The decision is an interesting one that will probably end up only having limited geographical import legally. Still, it does deal a blow to the PR campaign that Bitcoin has been trying to mount ever since the crypto-currency got associated with Silk Road's illicit criminal activity.
The Florida case arises out of charges of conspiracy. Michell Espinoza was charged with crimes related to conspiracy to sell $1,500 in Bitcoins to undercover detectives who told Espinoza during their operation that they intended to use the money to purchase stolen credit cards. Under Florida law, one is guilty of money laundering if he or she knowingly participates in a "financial transaction" that promotes illegal activity.
The issue of Espinoza's mens rea is hardly in dispute. What is in dispute, however, is whether or not a sale of Bitcoins can be considered a financial transaction. According to judge Pooler, it isn't. Why? Because in her opinion, Bitcoin is not a currency. And the definition of "money" is crucial in making the law Espinoza was charged with stick.

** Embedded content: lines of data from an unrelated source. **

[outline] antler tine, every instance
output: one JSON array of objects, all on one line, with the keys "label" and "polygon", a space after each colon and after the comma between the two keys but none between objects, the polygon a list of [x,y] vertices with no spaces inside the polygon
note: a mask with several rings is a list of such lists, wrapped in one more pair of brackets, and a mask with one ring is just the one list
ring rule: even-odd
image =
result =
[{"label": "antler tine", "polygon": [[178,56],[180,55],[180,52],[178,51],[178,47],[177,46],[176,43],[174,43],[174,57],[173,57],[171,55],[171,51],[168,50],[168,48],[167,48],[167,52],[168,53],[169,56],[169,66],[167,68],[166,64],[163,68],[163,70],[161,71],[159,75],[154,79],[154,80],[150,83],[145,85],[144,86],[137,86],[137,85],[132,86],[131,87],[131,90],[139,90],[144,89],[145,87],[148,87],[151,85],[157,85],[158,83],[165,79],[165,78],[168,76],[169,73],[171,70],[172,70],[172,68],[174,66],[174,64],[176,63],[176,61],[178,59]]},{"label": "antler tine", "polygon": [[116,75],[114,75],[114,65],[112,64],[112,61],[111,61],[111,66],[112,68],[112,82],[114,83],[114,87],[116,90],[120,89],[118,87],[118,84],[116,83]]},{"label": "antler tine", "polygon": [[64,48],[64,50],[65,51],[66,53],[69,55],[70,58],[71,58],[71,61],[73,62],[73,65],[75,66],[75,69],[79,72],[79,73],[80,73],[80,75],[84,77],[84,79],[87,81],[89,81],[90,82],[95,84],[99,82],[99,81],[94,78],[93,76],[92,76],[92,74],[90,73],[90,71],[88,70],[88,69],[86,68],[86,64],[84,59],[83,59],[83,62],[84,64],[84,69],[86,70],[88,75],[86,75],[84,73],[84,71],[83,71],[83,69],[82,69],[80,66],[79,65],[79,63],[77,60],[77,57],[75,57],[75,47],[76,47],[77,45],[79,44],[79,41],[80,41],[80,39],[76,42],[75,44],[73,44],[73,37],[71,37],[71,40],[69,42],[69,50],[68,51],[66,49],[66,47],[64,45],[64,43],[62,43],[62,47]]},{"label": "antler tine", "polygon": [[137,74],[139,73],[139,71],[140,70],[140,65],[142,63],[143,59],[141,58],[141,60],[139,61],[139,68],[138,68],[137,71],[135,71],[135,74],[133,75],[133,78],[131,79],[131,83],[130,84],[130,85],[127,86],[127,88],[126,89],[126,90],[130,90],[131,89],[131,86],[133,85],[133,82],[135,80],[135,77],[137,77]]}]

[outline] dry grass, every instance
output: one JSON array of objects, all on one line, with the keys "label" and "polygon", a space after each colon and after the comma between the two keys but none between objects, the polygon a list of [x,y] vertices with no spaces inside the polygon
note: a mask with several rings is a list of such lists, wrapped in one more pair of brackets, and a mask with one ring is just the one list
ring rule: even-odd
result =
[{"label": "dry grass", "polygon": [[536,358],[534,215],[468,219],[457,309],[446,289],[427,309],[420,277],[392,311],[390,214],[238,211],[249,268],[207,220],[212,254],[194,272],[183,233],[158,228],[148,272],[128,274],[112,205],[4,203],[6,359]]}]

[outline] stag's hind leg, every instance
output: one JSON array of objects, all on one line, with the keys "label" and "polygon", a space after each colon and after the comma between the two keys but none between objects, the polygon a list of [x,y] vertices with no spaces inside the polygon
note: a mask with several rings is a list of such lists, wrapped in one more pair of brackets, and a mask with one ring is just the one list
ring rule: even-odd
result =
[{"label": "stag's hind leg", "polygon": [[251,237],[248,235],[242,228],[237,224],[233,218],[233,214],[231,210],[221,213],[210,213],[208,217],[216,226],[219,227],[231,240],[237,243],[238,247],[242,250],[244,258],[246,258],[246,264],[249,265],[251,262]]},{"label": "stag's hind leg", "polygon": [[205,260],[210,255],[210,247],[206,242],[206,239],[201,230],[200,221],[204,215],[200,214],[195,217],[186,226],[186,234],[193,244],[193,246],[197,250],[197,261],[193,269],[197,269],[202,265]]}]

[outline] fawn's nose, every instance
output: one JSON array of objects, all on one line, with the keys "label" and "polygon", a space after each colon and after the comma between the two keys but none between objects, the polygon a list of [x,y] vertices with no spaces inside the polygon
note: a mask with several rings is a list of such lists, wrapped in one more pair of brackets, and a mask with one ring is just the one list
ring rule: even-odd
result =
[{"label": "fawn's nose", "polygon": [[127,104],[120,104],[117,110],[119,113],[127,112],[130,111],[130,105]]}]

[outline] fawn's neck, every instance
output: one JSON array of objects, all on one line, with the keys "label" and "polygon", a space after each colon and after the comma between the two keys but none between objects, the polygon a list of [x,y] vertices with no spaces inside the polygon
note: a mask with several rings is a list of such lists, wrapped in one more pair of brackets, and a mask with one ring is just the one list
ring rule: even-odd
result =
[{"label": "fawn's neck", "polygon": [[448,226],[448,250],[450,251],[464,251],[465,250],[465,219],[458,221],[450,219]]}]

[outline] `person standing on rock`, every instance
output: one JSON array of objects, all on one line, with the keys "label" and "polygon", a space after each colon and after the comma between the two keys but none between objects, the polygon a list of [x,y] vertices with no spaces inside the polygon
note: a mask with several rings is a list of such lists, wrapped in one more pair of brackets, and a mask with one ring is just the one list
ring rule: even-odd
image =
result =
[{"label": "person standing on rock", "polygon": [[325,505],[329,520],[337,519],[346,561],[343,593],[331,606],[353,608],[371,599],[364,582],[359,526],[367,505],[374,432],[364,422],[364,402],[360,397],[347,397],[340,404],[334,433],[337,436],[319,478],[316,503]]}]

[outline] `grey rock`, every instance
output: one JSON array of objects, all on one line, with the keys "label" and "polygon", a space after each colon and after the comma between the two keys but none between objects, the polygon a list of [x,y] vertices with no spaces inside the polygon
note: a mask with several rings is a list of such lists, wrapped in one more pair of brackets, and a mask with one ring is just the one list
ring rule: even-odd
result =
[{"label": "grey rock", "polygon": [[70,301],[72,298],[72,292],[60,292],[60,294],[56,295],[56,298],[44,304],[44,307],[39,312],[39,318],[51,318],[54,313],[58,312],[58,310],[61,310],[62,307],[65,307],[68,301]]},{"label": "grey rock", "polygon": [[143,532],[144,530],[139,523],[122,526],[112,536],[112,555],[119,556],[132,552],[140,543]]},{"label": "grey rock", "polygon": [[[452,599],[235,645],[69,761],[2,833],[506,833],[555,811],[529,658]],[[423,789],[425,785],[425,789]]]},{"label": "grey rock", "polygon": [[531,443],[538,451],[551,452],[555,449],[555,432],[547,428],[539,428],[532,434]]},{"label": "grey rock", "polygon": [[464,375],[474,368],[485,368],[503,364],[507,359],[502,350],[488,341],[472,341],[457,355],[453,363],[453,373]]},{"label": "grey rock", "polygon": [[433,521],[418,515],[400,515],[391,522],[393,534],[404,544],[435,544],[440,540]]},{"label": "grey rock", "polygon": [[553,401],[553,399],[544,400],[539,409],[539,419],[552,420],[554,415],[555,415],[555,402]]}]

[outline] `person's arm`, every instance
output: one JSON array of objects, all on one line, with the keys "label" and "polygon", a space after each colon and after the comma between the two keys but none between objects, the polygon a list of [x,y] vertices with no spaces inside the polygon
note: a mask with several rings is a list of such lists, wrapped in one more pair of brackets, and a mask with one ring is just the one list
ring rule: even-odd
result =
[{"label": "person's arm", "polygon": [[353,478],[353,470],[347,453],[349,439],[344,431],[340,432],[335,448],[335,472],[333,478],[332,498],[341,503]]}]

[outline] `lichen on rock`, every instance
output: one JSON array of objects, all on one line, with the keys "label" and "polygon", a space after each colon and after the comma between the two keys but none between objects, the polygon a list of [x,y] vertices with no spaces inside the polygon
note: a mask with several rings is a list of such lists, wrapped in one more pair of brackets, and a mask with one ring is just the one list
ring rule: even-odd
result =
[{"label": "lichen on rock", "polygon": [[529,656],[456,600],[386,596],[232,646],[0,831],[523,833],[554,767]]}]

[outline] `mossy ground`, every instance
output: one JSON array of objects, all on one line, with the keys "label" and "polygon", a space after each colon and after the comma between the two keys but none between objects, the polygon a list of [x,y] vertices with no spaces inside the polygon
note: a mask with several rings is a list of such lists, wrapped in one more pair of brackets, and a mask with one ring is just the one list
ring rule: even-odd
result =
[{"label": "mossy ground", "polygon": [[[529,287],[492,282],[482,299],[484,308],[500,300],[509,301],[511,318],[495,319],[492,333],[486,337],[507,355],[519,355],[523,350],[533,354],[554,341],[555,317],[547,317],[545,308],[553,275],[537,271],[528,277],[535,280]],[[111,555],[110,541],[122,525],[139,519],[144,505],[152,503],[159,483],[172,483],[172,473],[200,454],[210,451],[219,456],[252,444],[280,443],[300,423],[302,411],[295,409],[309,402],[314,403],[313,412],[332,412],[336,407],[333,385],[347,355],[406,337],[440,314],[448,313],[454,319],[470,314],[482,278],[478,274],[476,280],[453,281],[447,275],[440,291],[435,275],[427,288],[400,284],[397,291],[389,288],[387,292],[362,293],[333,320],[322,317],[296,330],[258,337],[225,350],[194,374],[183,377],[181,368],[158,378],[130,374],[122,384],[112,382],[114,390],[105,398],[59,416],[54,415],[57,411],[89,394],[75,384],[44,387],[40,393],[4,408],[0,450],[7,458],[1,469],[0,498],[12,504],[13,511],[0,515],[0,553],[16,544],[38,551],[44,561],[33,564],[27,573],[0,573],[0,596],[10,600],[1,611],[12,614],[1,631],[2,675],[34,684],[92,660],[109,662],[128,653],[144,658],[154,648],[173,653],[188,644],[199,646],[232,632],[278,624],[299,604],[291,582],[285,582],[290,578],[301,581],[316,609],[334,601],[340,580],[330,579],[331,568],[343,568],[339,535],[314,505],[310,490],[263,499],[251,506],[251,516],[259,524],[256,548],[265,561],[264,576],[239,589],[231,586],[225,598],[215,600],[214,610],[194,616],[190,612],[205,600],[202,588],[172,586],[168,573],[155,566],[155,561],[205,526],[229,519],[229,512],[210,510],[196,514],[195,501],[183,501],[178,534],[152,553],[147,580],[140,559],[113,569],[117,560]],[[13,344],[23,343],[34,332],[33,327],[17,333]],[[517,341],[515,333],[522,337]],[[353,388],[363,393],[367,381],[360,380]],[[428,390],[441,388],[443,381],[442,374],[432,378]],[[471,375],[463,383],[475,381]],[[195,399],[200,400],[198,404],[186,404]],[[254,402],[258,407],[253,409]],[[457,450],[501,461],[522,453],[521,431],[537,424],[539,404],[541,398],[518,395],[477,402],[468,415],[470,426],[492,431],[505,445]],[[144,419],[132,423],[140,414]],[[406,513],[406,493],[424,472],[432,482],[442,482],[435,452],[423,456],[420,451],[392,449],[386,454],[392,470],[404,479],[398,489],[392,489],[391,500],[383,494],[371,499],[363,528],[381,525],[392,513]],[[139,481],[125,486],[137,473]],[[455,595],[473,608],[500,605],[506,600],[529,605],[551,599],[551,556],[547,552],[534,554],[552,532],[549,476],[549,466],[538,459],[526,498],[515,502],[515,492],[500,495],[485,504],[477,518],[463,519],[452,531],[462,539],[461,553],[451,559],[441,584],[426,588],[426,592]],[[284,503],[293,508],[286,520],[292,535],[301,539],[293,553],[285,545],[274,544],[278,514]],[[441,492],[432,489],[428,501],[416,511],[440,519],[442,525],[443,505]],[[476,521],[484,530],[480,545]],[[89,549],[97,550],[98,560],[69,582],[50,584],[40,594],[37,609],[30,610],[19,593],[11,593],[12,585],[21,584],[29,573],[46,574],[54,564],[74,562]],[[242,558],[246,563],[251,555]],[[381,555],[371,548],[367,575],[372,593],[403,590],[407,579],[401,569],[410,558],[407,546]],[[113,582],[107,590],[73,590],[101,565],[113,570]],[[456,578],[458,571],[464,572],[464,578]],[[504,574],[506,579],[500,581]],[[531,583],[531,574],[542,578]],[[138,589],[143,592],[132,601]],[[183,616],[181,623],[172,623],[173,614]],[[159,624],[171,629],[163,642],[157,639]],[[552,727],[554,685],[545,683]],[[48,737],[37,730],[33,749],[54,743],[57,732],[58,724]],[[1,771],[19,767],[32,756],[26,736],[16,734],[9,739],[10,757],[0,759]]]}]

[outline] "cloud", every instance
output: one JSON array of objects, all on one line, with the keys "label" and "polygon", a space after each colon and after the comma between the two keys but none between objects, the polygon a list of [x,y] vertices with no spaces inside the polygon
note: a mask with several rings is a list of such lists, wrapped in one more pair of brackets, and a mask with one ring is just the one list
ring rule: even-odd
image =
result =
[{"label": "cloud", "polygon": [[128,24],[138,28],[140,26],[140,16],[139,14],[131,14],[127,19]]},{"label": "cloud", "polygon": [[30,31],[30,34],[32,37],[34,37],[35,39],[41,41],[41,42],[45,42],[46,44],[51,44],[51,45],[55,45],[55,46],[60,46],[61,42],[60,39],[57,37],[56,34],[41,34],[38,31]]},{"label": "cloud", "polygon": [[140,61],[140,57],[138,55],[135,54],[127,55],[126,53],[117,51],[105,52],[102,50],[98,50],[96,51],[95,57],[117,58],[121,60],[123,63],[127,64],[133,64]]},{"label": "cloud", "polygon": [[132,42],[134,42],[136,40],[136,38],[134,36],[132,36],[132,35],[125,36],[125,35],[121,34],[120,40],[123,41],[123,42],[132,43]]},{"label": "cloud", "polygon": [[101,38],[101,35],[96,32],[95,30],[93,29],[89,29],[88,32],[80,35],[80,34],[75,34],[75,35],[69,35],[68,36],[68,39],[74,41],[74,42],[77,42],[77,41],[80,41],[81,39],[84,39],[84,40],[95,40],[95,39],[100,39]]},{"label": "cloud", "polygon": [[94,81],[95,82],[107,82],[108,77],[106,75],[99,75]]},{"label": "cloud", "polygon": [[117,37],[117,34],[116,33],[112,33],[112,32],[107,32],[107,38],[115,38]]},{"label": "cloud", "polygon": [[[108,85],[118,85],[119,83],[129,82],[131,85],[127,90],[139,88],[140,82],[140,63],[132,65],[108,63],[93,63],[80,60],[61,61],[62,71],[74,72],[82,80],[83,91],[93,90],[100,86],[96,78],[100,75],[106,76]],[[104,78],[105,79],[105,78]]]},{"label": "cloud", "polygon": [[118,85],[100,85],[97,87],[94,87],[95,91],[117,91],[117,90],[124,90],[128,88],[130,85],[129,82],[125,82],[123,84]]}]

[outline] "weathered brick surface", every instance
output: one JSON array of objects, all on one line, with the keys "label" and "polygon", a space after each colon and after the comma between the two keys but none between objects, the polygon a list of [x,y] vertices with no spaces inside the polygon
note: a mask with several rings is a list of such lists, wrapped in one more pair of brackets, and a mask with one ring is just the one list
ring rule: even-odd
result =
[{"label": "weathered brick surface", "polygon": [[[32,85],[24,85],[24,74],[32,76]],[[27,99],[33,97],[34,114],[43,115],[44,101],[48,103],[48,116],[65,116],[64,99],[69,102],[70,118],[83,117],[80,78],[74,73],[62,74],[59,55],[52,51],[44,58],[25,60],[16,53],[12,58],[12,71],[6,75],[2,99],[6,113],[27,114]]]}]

No surprise, Espinoza's lawyer was happy. And there are those who feel that the decision is incongruous because it should not matter if Bitcoins are currency or not, despite being the medium of choice for libertarians, anarchists, and big-time criminals.
But the judge's decision was well thought out. The way the word "promote" as used within the law was indeed vague, as the judge found. This raises its own constitutional issues. Still, one has to wonder how criminals will fare when the applicable Florida laws are being used in charging those who engage in electronic-money fraud?